Post by andyy32 » Wed Mar 12, 2008 12:43 pm

I am at a loss as to what to get here. Mostly need a recommendation on a low power CPU.

I'm running SUSE linux and have the following requirements:

-HDMI output
-SATA connectors (biggest reason I'm switching from my current PII 333)
-DDR2 ( I realize that this is probably a moot req.)
-Linux support (obvious if you read above)
-Gigabit Ethernet would be nice
-Micro ATX
-Low power consumption

I was looking at this or this for a motherboard. I heard the new 780G chipset from AMD is pretty efficient, is this true? Will I see much difference in power consumption between boards?

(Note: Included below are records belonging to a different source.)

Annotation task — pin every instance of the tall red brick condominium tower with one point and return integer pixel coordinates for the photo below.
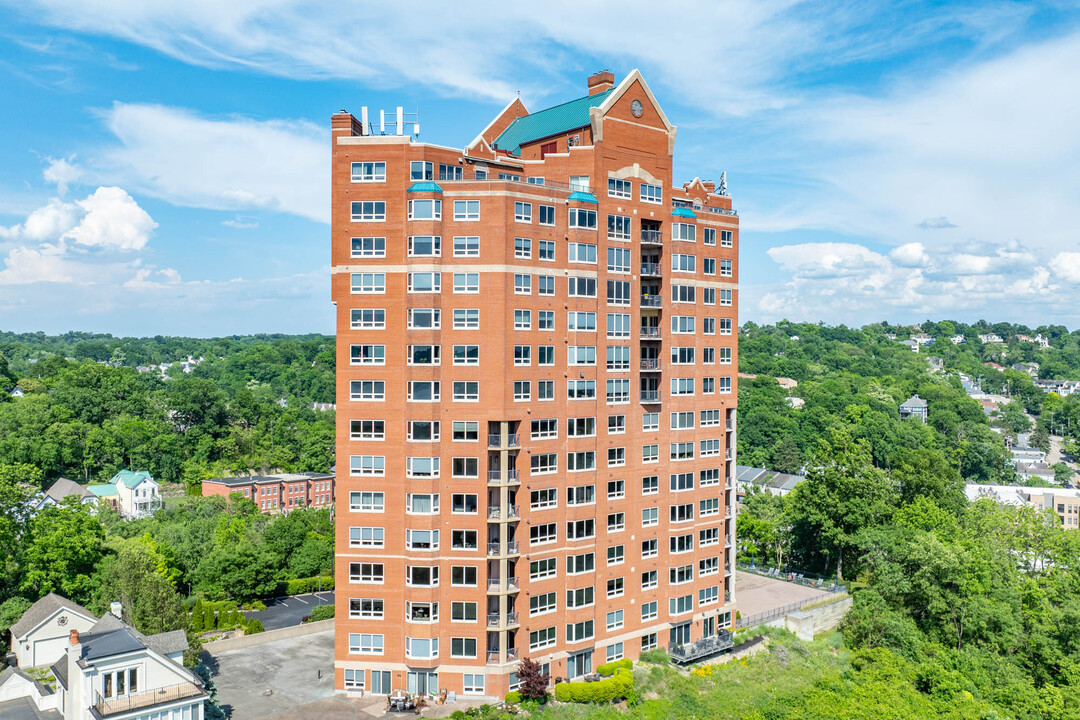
(537, 355)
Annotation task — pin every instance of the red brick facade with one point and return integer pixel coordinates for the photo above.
(277, 493)
(565, 491)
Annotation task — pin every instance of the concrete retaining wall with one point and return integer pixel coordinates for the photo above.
(808, 623)
(269, 636)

My biggest need is a recommendation for a CPU, I want something that has very low power consumption but is capable of 720p but I don't want to pay for extra power that I don't need. Intel or AMD is fine but cost is an issue. I would like to keep the cost of cpu and mobo at $150 or less. I've been reading other recommendations and am lost as to what is efficient and cheap, talk of Brisbane, X2 BE-series, low power Celeron socket 775...

I have
-2 x 1GB of OCZ ddr2-800 ram
-Seasonic 80plus psu that I will use for now
-320gb SATA drive

I will probably get another data drive probably a Western Digital GP drive. I was also considering installing my OS to a flash card in order to save a few watts. Any comments there?

frostedflakes
Posts: 1608
Joined: Tue Jan 04, 2005 4:02 pm
Location: United States

Post by frostedflakes » Wed Mar 12, 2008 1:58 pm

780G has full HD decode acceleration, whereas 7050 only has partial acceleration (on par with the GeForce 7 series GPUs, I believe). Even so, the 7050 board could probably handle current HD content with a decent CPU, but 780G would be the ideal choice. And future HD content encoded at higher bitrates may choke the 7050 board (I think most current BD movies are encoded at about 20Mbps, whereas the standard allows for bitrates as high as 40Mbps).

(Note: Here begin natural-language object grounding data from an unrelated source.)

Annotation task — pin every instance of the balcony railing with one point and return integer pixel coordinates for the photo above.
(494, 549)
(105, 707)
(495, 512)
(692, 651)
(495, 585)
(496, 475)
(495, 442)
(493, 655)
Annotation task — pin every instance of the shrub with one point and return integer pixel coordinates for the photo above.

I'd recommend a 780G board and low-end Athlon64 X2 Brisbane. Don't bother with the low-voltage CPUs, a Brisbane can be undervolted and underclocked to achieve the power envelope you'd like. My 3600+ Brisbane, for example, can undervolt to 0.975V at 1.9GHz (and this is not a special chip or anything, based on what I've read about 1V seems to be the norm for these). IMO the low-power AMDs aren't worth the price premium, generally the regular chips will undervolt very well.

EDIT: You might want to look into HD acceleration in Linux, though. IIRC it took nVidia quite a few months to add support for their PureVideo 2 engine (full HD decode acceleration) in Windows XP drivers, and I don't know if the Linux drivers even support this yet. Considering ATi has traditionally had poorer Linux support than nVidia, I wouldn't be surprised if their drivers didn't support this either. And then you have to find software that supports the driver accelerated decoding as well.

Like I said I haven't been keeping up with all this stuff, maybe there are drivers and software available in Linux. But it is something you should definitely look into before buying, unless you're willing to install XP or Vista if it ends up not working.

andyy32
Posts: 12
Joined: Wed Feb 13, 2008 5:46 pm
Location: Nebraska

Post by andyy32 » Wed Mar 12, 2008 5:02 pm

I certainly don't want to do Windows on my server and as such will probably look a little closer at the 780G chipset. I wasn't really sure about Brisbane so that is good to know. Thanks for the helpful info. Anyone else want to throw in their $0.02?